You are particularly interested in ‘skin’ - where did this interest originate?
"I am interested in edges and boundaries and points of intersection where one thing ends and another begins. The word skin implies surface but also relates to touch, intimacy, boundaries, internal and external, and ideas that are a bit more slippery or hard to grasp."
Your work is quite visceral. Do you intend people to feel a certain way when they view it?
"I don’t intend for people to specifically feel a certain way but I hope my work conjures a physical reaction that you feel in your gut or on your skin. I enjoy the fact that these kind of reactions can happen through looking or hearing."
This latest work showcases a new material made from “artificial skin substances and reused plastic”. Can you briefly talk us through your making process?
"The ‘band’ part of the work Slacker was made from mould-making substances such as silicones and polyurethanes which were mixed with an aggregate of plasticky studio detritus like used pens, wrapping and packaging.
"The imagery in the band depicts bodily organs, food and stuff that fills our lives. I was thinking about what I consume, both day to day as well as in sculpture-making.
"My work has a lot to do with the idea of edges, shifts in our perception of edges, where one thing ends and something else begins, so turning objects into materials felt similar to digestion, in that to consume erases the distinction between body and thing.
"It was an absorption of objects that become a part of the body. A play of flatness and fullness where solid objects had been ground down and made back into images, which the rollers and movement then reconstitute as a body again.
"The band was then made by drawing shapes into a five metre shallow mould using plasticine, and then pouring and drawing with pigmented silicone.
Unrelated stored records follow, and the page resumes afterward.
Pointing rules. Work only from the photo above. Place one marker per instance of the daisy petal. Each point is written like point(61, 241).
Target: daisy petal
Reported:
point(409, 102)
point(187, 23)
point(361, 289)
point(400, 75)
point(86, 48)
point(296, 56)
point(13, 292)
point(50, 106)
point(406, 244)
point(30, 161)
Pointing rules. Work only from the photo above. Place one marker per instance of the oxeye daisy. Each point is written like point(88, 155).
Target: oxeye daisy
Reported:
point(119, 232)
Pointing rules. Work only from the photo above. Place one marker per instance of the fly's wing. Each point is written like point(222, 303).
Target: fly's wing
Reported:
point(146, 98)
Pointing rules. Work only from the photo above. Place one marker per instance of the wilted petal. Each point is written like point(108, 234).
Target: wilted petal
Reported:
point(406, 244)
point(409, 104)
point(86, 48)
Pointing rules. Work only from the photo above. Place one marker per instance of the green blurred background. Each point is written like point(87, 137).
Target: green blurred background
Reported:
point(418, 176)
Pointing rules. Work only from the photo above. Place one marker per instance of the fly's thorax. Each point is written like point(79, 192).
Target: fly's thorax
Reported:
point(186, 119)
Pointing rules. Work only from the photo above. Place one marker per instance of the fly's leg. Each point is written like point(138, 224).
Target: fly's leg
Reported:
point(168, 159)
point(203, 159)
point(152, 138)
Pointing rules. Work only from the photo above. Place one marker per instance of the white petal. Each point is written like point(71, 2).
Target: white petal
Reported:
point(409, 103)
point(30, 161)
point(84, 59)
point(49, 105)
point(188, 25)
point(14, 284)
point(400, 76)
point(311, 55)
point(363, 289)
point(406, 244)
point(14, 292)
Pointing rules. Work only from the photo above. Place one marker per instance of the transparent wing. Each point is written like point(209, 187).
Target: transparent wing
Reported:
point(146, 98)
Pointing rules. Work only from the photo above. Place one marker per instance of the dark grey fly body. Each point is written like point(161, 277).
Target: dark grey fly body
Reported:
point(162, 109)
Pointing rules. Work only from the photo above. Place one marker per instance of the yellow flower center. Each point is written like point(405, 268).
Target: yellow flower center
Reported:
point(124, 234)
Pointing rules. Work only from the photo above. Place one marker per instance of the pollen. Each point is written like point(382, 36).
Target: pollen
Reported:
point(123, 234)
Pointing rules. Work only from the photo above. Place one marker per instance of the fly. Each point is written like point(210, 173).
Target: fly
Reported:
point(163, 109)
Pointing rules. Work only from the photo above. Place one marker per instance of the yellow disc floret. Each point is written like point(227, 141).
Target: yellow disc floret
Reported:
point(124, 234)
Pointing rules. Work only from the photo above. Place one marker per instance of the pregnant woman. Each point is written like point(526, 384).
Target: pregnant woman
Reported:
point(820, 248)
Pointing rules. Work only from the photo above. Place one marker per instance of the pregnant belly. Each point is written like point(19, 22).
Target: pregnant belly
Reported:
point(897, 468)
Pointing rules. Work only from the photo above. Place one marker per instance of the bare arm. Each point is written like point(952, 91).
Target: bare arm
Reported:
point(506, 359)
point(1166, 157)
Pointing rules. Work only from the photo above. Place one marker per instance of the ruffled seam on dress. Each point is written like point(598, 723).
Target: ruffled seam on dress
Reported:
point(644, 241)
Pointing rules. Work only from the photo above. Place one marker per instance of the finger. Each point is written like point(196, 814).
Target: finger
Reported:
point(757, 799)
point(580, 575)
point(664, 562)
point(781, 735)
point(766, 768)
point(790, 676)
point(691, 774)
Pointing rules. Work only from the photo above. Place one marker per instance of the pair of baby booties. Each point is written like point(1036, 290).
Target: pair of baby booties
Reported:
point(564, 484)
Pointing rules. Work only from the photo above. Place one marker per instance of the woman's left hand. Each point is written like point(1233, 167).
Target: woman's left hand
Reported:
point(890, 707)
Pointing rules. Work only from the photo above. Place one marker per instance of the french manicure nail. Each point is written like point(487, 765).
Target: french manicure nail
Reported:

It was an approach similar to the surrealist exquisite corpse technique where parts are drawn separately and blindly in relation to each other, but then connected and opened out to form a monstrous whole once complete.
"For me, the motor and the rollers completes this exquisite corpse by physically animating it and displaying it as a whole, where different anatomical parts match up or disconnect at different points in the rotational cycle."
‘Biomaterials’ are currently having a ‘moment’. Have they always formed a part of your work?
"My work has sometimes alluded to biomaterials in terms of ideas of repairing or replacing parts of the body but the materials I use are engineered by me, and are the opposite of biomaterials in that they are usually quite basic sculptural or building materials that I attempt to push and adapt.
"This approach to materials has been a constant thread in my work for a while. I have recently learnt about the ways that biomaterials can change lives and our current landscape through conversations with Professor Parik at the University of Huddersfield.
"It was exciting to see the amount of detail and testing that happens through this research, and their approaches which totally push the use of materials to new levels I had never imagined were possible."
Do you have a favourite material to work with? Or any you'd like to try?
"Jesmonite and plaster feel like materials that are a second language but I enjoy trying to push the limits of materials. I hope to incorporate glass into some sculptures that I am starting to work on now."
Your work has been exhibited extensively. Do you have a favourite site-specific piece and why?
"Working with the space at BALTIC in 2016 felt special, having lived in Newcastle for a while before and seeing the spaces transform and mutate when different artists took it on. I had always enjoyed the outside views from there too – a different kind of way to see a city from above.
"I loved working to the architectural height, and those vertical moments that came through the tall space. The work happened at an important point for me. This work and this space felt like simultaneously reaching up and digging down which fits with these ideas of verticality.
"As I have mentioned, the space and the work at YSP is very much based on ideas of horizontality, lying down, or a cyclical movement of rotation back and forth as a form of regurgitation."
Your YSP exhibition runs until April 2020. What’s next?
"I will be making a public artwork that will be part of the Waterfronts commissions along the South Coast of England in 2020.
"The work will be on show outside of the De La Warr Pavillon in Bexhill and I will also be presenting a body of work in the ground floor gallery inside the De La Warr at the same time.
"Both works will be connected so there will be a dialogue between internal and external conceptually as well as through the physical installation."